“GO STRAIGHT to the source” is a useful rule for anyone seeking accurate information. It suggests that equity investors can best glean insight into a firm by quizzing its chief executive. But bosses are not always reliable narrators. Their position encourages them to be overly optimistic about their company’s outlook. Sometimes they are clueless. And occasionally they are careless about what they tweet.
On February 25th the Securities and Exchange Commission (SEC), America’s financial-market regulator, asked a federal judge to hold Elon Musk, the chief executive of Tesla, a carmaker, in contempt. Mr Musk’s troubles with the SEC began in August when his tweet claiming that he had secured funding to take Tesla private caused the firm’s share price to soar. When the claim proved false, the SEC sued him for securities fraud. They settled in October, when Mr Musk stood down as Tesla’s chairman (he remains chief executive), paid a $20m fine and agreed to have his tweets approved by Tesla’s lawyers. He violated that last condition on February 20th by tweeting that Tesla would produce 500,000 vehicles this year—a claim he later had to clarify—without consulting the firm.
Regulators are not the only ones frustrated by Mr Musk’s antics. Investors have long clamoured for more insight into Tesla’s operations. Happily for investors, new methods of data-gathering present a solution. A growing number of providers now sell “alternative data”—a catch-all term for measures found beyond financial statements and other typical sources. J.P. Morgan, a bank, reckons that asset managers spend up to $3bn a year on such data.
An investor keen to know how many cars Tesla is selling need no longer ask Mr Musk. “When you buy a car, you also buy insurance,” says Tammer Kamel of Quandl, a data provider. His firm asks insurance companies for access to (anonymous versions of) their policy databases. Once Quandl knows how many policies on Tesla cars are being taken out, it can work out how many are hitting the road.

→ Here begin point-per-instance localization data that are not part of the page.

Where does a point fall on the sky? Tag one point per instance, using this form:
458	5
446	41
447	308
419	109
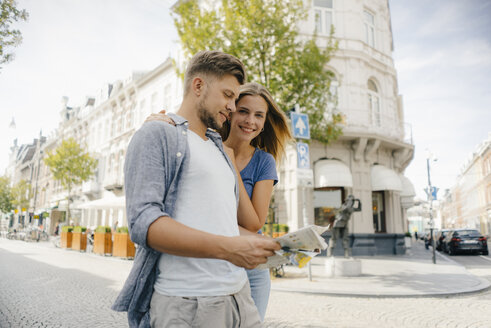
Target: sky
442	54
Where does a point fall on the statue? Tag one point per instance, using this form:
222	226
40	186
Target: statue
339	226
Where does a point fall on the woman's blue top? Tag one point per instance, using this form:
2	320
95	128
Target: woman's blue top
262	166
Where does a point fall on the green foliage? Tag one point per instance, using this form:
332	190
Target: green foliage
103	229
71	165
9	37
122	229
264	35
21	194
79	229
5	195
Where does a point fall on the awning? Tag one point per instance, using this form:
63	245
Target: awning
384	178
104	203
332	173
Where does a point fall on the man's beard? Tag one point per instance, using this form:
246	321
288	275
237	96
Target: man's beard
206	118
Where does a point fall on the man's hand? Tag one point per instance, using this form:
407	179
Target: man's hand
160	116
249	251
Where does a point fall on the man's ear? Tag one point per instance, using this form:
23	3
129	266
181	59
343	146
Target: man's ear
198	85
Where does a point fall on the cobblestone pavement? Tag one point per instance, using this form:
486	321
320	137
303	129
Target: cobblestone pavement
36	294
309	310
39	289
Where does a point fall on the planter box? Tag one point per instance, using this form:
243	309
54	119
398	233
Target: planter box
407	242
79	241
66	239
102	243
123	246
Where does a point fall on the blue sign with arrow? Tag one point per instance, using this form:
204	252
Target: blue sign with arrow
303	157
300	125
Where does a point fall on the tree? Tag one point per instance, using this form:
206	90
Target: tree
9	37
264	35
21	194
5	195
71	165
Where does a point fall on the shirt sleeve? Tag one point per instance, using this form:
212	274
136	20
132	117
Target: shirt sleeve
145	179
267	169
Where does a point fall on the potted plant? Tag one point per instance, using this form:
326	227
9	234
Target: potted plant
123	246
282	229
79	238
102	240
66	236
407	239
276	230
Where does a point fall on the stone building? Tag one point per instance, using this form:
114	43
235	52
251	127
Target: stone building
468	203
368	161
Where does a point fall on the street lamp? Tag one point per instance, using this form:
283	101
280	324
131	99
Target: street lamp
430	157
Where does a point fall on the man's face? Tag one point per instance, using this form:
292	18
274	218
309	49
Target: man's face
218	101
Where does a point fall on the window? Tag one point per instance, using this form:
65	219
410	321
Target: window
167	97
326	202
378	208
333	95
369	23
323	16
154	105
373	103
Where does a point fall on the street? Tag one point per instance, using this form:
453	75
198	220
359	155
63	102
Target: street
43	286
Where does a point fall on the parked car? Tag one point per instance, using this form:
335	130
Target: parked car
440	236
465	241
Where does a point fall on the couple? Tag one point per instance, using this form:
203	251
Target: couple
182	198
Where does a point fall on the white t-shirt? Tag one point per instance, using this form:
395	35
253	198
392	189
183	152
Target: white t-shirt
206	201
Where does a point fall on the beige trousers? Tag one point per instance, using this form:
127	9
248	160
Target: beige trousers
237	310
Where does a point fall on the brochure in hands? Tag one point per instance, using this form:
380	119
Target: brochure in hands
298	247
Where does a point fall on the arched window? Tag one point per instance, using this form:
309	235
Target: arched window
369	23
121	166
332	103
323	16
374	103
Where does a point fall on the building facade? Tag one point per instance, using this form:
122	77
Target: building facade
468	203
368	161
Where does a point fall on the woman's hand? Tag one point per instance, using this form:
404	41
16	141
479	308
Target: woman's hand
160	116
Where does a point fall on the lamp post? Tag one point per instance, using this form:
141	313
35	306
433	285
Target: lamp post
430	196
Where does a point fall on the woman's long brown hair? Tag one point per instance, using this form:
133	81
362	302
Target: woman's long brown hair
276	131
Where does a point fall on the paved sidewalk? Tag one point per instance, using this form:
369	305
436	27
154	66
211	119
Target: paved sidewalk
413	274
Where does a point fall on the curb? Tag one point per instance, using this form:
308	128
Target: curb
483	285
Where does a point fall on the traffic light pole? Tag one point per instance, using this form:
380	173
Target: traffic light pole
430	195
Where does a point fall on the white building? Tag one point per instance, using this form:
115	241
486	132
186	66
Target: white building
368	161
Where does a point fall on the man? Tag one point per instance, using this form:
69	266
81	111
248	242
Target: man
181	201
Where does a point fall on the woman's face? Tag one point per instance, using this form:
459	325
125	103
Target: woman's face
248	120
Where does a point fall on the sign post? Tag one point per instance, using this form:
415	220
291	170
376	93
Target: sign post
305	176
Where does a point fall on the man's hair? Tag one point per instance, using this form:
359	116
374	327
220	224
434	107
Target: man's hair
213	64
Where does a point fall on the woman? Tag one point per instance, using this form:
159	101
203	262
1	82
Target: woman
255	136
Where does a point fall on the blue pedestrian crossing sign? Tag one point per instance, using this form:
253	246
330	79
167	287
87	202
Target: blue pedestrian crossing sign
433	194
303	157
300	125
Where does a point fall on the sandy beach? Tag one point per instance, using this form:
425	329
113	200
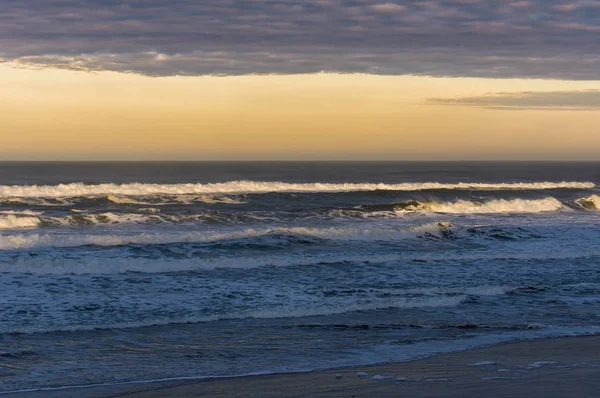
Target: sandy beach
561	367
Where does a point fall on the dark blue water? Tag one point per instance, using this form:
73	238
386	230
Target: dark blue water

Faced with competition from firms like Quandl, incumbents are doing more. Bloomberg, a data provider, for example, now offers a Tesla-production tracker. This looks at the issuance of Vehicle Identification Numbers (VINs), which every car made in America must have. Output is estimated based on how many VINs Tesla registers.
Investment banks, which often offer research to their clients, are also branching out. In 2014 UBS, a bank, set up Evidence Lab, a research team. It has taken apart a Tesla Model 3, a Chevy Bolt and a BMW i3 to compare their component parts. “If you don’t know what these vehicles cost,” says Barry Hurewitz of Evidence Lab, “you can’t know when they become profitable.” The team found that Tesla’s battery was superior, but its production quality was poorer, and build costs higher, than expected.
Alternative data’s early consumers were mostly quantitative hedge funds, which could easily process the extra information. But as more measures have become available, other investors have become interested. This shifts the power dynamic between companies and their shareholders. If a firm refuses to disclose information, alternative data might fill the gap. Instead of gauging an executive’s tone during an earnings call, investors can assess data on the firm’s job postings. Its hiring plans might better reflect management’s sentiment.
Misleading statements, too, might be caught more quickly. Investors surprised by Mr Musk’s tweet that Tesla would build 500,000 cars can check with other sources. The SEC may struggle to stop Mr Musk making misleading comments, but investors can more easily see through them.